Source:https://news.yahoo.co.jp/articles/76512845f110e2611eb95cd50a7c7aa64c38a161
配信、ヤフーニュースより
東西にヒマラヤ山脈が連なり、北を中国、南をインドに挟まれる山岳国家のネパール。この南アジアの小国が、中国とネパールを鉄道で結ぶという「一帯一路」構想に沸き立ったのは2017年のことだ。だが、今や「中国熱」も冷めつつある。実はネパールこそが米中超大国が覇権を争う激戦の地だ。コロナ禍もあり、「一帯一路」はすっかり棚上げ状態になっている。(ジャーナリスト 姫田小夏) ● 2010年代中盤は“相思相愛”だった ネパールの首都カトマンズで「一帯一路」の覚書に中国とネパールが署名したのは、2017年5月12日のことだった。
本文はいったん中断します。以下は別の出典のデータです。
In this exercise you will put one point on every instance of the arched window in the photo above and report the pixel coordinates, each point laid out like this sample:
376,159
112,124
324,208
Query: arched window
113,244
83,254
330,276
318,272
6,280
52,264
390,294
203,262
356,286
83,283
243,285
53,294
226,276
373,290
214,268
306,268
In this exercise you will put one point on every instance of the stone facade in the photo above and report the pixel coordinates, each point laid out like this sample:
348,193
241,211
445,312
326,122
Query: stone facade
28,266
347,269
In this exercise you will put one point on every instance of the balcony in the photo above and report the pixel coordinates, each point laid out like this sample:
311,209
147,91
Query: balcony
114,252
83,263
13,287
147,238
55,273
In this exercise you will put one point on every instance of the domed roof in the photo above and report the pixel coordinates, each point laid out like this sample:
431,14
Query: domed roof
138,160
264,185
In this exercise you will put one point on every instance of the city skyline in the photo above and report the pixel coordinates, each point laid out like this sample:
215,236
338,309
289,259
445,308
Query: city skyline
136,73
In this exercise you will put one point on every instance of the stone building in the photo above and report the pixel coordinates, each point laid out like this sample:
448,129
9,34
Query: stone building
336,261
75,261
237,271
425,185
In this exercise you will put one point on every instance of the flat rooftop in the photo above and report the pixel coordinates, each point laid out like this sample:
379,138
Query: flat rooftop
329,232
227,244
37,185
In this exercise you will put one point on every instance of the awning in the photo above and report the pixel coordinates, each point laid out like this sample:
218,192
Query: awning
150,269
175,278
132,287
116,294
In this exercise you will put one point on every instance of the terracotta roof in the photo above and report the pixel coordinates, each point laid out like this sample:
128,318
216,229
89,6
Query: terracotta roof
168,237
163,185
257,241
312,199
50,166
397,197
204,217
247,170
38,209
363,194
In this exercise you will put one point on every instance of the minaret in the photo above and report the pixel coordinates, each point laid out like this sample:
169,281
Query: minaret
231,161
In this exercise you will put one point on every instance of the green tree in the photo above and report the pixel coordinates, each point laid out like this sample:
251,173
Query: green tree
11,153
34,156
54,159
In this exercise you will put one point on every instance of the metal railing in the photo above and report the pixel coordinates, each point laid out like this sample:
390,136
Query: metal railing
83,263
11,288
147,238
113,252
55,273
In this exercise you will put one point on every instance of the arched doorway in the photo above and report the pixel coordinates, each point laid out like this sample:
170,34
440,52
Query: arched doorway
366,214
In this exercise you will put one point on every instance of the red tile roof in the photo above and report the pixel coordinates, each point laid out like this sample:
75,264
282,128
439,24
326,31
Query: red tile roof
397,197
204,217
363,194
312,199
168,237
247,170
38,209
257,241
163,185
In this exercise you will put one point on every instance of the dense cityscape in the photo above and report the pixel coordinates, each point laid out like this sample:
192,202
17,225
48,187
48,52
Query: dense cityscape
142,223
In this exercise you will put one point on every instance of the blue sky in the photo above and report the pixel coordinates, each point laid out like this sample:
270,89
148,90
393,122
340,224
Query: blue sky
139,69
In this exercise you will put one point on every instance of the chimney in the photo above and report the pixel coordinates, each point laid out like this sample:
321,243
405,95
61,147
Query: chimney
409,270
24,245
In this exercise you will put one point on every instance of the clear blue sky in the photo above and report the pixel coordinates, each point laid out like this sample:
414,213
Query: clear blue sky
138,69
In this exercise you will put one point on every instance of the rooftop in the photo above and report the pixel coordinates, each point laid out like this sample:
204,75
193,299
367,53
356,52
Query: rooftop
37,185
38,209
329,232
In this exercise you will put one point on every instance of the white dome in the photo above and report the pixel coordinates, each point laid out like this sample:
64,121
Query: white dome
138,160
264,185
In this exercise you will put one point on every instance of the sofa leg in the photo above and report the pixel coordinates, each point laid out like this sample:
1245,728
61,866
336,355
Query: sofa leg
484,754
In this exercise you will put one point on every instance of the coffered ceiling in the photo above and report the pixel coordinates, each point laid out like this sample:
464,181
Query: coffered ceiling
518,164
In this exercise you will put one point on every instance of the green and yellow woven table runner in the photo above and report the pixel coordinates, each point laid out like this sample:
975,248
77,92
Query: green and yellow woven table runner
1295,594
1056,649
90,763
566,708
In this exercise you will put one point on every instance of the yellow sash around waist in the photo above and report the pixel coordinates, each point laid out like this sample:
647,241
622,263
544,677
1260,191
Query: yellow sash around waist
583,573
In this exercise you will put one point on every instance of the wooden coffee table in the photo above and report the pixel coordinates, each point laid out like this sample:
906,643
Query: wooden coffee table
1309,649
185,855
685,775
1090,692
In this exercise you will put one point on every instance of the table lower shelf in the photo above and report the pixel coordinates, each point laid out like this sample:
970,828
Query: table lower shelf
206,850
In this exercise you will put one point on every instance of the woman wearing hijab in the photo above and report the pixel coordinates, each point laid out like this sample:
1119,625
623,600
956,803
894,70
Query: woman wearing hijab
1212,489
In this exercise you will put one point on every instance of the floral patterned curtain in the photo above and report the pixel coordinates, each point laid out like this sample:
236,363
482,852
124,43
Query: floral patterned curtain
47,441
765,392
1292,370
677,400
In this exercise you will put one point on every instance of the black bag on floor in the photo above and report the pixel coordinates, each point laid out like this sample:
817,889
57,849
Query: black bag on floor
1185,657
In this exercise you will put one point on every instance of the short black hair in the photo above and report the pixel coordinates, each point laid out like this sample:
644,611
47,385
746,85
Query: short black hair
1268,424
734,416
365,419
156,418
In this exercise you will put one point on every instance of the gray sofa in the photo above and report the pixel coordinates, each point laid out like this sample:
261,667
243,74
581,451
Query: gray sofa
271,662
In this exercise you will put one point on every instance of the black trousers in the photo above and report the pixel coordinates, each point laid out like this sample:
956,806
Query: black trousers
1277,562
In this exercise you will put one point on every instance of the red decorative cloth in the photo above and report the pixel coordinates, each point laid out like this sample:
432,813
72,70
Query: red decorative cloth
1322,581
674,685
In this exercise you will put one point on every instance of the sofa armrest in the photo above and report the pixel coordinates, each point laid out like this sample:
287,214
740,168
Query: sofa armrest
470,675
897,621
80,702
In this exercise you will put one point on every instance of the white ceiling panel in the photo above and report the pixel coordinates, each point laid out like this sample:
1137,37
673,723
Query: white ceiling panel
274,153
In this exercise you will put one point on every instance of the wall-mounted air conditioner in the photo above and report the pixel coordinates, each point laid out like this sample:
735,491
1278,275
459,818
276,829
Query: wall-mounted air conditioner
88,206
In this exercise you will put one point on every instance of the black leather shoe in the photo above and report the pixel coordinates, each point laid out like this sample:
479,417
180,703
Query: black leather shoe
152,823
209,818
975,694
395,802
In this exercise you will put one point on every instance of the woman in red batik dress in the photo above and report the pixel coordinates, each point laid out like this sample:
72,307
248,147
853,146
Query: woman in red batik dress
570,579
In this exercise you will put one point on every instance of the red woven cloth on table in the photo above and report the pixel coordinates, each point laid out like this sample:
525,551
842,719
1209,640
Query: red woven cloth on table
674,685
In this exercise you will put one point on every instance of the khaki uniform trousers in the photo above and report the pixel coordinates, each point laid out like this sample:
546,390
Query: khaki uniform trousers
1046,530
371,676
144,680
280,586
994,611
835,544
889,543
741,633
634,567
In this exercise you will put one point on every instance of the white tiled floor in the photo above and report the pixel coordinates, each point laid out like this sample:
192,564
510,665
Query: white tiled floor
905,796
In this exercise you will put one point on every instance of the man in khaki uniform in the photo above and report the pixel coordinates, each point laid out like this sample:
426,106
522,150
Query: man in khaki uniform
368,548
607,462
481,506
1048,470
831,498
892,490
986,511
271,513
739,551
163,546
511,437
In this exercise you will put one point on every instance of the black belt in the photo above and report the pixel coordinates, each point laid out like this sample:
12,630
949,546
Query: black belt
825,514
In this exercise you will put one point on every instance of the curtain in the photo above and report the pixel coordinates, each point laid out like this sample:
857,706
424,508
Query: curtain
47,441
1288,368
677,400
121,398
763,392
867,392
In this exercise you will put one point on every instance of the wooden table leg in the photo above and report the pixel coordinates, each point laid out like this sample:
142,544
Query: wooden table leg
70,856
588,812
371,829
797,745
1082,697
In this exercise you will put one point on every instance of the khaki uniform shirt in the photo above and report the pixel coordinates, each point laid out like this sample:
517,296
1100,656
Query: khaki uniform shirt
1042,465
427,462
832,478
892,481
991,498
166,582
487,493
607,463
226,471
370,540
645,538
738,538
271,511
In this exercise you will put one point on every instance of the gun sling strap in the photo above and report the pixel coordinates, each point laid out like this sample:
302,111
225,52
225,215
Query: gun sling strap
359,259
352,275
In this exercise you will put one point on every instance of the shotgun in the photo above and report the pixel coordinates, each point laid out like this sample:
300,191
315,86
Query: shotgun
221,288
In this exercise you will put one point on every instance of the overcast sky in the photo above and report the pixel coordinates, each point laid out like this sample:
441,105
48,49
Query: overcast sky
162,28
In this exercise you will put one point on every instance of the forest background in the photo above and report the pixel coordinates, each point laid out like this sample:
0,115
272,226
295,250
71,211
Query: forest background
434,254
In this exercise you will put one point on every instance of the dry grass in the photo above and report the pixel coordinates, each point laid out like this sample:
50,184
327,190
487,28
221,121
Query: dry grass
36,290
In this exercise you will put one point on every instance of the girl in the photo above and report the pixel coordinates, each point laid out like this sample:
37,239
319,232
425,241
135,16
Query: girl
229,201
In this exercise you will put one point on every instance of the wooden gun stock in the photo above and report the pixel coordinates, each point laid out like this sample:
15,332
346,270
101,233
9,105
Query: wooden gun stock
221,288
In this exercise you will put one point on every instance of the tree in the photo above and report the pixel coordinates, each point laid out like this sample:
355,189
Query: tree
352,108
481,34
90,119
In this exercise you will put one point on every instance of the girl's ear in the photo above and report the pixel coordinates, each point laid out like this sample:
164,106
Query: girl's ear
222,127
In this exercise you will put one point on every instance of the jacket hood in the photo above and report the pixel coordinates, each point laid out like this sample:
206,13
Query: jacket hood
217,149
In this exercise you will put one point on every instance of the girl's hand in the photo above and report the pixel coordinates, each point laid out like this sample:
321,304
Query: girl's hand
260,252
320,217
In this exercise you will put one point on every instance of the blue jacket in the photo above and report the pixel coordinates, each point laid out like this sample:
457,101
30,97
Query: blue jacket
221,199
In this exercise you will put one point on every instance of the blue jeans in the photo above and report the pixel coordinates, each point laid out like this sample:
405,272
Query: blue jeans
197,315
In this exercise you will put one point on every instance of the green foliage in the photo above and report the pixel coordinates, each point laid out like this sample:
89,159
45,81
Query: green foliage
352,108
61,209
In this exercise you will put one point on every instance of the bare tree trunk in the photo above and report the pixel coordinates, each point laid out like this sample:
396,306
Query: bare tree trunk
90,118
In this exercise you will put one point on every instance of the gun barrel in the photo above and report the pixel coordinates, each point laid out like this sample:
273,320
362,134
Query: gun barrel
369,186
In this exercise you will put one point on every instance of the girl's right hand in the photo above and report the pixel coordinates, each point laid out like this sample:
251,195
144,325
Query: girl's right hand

その前年の2016年、シャルマ・オリ元首相(ネパール共産党統一マルクス・レーニン主義派、略称UMLの党首)が訪中し、「中国~ネパール越境鉄道」を含む「中国~ネパール越境運輸協議」への署名を行った。中国とインドの国境に沿って立ちはだかるヒマラヤ山脈を突き破り、インド洋に南下するのは中国の悲願だったが、鉄道や道路の接続を提案したのは、むしろネパール側だった。 ネパールが「一帯一路」に乗り気だったのは、インドへの牽制(けんせい)がある。 2015~16年にかけて、新憲法可決を引き金にネパール・インド間の国境が封鎖された。そのため、インドからの物資供給が滞り、中国との貿易に活路を見いだす必要性に迫られていた。2016年のオリ元首相の訪中の背景には、こうしたインドとの関係悪化があり、ネパールは「一帯一路」への協力を“渡りに船”とばかりに利用しようとした。 当時、ネパールと中国は互いを必要としあっていた。2019年10月、習近平国家主席がネパールを公式訪問した。国家主席の訪問としては23年ぶりで、共同声明では両国の発展に向けて戦略的協力パートナーシップを構築すると発表した。 中国商務部によれば同年末時点で、中国からネパールへ直接投資の累計は4億8000万米ドルとなった。直接投資の累計金額(2019年8月~20年7月)では、インドは中国の倍以上の規模を維持するが、2013年8月~14年7月の財政年度をターニングポイントに、中国はインドを抜き(フローベース)、投資を伸ばしている。 観光を重要な産業に位置づけるネパールも、中国からの観光客の取り込みを期待した。コロナ禍直前まで、ネパールを訪れる中国人観光客は増加し続け、インド人観光客に次ぐ規模にまで成長していた。 ネパールは国際空港の建設を急いでいるが、ネパール第二の観光都市ポカラにできる国際空港は中国がサポートする「一帯一路」の重点プロジェクトだ。両国間の「一帯一路」プロジェクトは、鉄道のみならず、国境ゲートや道路整備、航空や通信分野にまで及ぶ。 そんな好調が続く中で、両国間に暗雲が垂れ込めた。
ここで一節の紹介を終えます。